Godspeed little James!!

stillers4me
05-25-2009, 09:20 AM
The little man at the center of this episode...

http://graphics8.nytimes.com/images/2009/01/05/sports/football/steelers.600.jpg

Godspeed little James!!

My granddaughter in only a few months younger....that breaks my heart. I pray he doesn't have any permanent damage to his leg. Heal well, little guy. :hug:

GBMelBlount
05-25-2009, 09:24 AM
My granddaughter in only a few months younger....that breaks my heart. I pray he doesn't have any permanent damage to his leg. Heal well, little guy. :hug:

What a shame. Prayers for this little guy.


On a side note:

Steelwall

I like pets so a cat would be an obvious choice, but my wife is deathly afraid of cats...especially kittens.......

:huh:

Hammer67
05-26-2009, 08:16 AM
not sure but i bet you there are many, many more labs out there then pit bulls.

Your right...there are a TON more labs out there as pets then there are pit bulls, so it's hard to compare. But, one thing people forget is that PB's have been bread to fight. Regardless of how they are raised, instinctually, they have a rougher demeanor then labs (for an example). Another example for comparison is that labs aren't great guard dogs, but germen shepherds are. How dogs are raised does indeed play an important part, but instincts do as well. With breeds like Pit Bulls, you are already behind the eight ball. I have never heard of a normally well mannered lab jumping a fence to attack a child, but, I have heard that about Pit Bulls many times.

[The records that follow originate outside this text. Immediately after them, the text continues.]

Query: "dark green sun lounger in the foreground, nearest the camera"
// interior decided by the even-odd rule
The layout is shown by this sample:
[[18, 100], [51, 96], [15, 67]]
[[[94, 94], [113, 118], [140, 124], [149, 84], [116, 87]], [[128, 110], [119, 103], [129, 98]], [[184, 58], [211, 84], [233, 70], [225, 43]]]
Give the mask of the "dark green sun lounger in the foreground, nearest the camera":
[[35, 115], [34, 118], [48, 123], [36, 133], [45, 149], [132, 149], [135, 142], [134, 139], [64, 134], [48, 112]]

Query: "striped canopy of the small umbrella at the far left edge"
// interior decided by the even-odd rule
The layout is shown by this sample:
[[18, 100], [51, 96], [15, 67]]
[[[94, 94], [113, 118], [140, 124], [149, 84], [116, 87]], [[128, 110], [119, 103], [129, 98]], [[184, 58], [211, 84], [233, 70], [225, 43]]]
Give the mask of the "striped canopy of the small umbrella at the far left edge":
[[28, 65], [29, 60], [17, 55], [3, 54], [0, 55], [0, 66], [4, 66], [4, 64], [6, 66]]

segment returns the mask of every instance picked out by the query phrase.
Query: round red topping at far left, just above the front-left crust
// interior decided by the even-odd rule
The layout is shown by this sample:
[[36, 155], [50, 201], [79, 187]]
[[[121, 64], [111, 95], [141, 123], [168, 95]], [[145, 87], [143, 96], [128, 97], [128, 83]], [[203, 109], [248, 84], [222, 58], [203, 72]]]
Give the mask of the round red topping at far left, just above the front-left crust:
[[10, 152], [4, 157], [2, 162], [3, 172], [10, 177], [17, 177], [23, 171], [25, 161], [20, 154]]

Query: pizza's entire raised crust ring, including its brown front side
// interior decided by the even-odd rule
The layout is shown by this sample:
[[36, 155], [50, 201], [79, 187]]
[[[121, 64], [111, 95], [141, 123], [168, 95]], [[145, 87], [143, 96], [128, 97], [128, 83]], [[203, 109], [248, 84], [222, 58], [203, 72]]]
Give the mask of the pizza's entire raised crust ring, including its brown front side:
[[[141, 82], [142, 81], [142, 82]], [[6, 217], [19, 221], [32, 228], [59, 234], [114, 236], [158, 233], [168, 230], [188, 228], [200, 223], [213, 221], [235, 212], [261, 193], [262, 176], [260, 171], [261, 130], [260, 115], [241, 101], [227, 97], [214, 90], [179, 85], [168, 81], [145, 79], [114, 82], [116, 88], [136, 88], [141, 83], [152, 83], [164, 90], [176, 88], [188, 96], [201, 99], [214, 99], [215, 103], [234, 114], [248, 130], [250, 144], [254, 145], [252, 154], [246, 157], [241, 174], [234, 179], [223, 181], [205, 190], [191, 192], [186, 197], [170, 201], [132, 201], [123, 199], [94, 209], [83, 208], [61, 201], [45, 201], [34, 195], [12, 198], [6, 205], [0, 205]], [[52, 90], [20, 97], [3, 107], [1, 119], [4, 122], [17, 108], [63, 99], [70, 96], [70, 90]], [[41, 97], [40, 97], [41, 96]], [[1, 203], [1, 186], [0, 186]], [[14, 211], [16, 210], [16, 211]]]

Why people keep Pit Bulls as pets, anyway, is beyond me. They are mean and ugly. :twocents:

Hammer67
05-26-2009, 08:22 AM
Whats the point of owning a pet if you need to or choose to lock it up in a cage most of the time?


Actually, most dogs are crate trained and many end up looking at their crates as their "dens" as they are den animals by nature. I no longer use my crate (since our lab was about 1 1/2). But many do.

This is a statement by someone who doesn't understand dogs. No offense intended.